Once we returned to Hualalai Resort, SVV and I headed back to Mauna Lani, grabbed lunch at the Shops, then paid a visit to Mauna Lani Bay Hotel and Bungalows, located in the same resort area as our island home the Orchid, for a spa treatment (me) and a swim (him). I was booked for the Lava Watsu, the spa’s signature treatment, and honestly hadn’t a clue what I was in for. Apparently, our volcano theme from the morning was going to carry over, as I was slated to get a water treatment…inside a lava tube! That’s a lot of lava tubing for one day.
I met my therapist, this older, genteel Frenchman, inside the spa and he led me outdoors and to the back of the property where I removed my robe—calm down, people, I was wearing a swimsuit as you’re required to do—and got in the pool. From there, he strapped a couple floats on my lower legs and floated me on my back.
I was never really given any prior instruction as to what I was getting myself into, or the reasoning behind the therapy, so here’s how the Mauna Lani website describes the process: “Watsu is a passive form of aquatic body work that supports and gently moves you through warm water in graceful, fluid movements. This relaxing, meditative treatment is designed to bring total tranquility to you as your therapist supports, stretches and massages you.”

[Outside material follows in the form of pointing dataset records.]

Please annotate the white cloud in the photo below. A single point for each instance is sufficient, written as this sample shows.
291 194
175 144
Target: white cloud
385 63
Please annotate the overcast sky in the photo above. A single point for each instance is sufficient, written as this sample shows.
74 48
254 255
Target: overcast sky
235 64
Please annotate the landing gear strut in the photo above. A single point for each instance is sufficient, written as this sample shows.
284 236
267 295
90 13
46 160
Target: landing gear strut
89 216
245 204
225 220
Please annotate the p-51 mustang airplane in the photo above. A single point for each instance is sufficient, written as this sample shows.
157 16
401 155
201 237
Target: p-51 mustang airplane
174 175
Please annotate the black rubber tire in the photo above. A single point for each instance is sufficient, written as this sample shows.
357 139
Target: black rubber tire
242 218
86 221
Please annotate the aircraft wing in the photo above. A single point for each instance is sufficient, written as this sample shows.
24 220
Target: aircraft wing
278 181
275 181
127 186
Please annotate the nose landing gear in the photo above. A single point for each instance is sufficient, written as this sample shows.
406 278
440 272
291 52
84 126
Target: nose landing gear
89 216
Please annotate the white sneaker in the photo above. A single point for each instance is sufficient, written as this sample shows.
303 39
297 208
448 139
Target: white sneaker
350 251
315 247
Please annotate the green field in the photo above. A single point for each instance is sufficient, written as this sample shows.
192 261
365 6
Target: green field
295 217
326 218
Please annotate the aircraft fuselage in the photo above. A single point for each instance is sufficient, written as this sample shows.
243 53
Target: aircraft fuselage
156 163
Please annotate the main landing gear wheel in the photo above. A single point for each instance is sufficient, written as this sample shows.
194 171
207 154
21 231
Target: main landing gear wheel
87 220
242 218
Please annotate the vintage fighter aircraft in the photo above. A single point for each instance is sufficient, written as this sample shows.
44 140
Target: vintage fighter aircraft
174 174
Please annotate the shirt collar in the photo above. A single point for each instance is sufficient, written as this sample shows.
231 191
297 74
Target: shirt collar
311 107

The full hour was like a choreographed routine—I felt equal parts dancer, equal parts ice skater, as he bent and twisted my limbs over the water. I never knew my body parts could distort in such shapes! I kept my eyes closed the entire time, and at points I was afraid I was going to get motion sick as I’m wont to do (the therapist told me post-treatment that many people do get a bit queasy, but he watches the color of their faces and stops if this looks like it’s going to happen), but for once, my stomach remained calm.
photo courtesy of Mauna Lani
I’ve been back running consistently for two months now and had just completed a 15-miler training run the day before we left for Hawaii, so all this stretching of my legs and back felt really good and was much needed. After I was nice and limber, SVV and I took a stroll around the grounds—they hatch and raise sea turtles right in the property’s ponds, then release them into the sea when deemed “healthy.” So cool. This is a big draw for families, as the kids can take part in the turtle jailbreak each summer on the 4th of July. There were also ponds where rescued sharks slunk around, too. A few years ago, that might have scared me. Now I say: BRING THE SHARKS.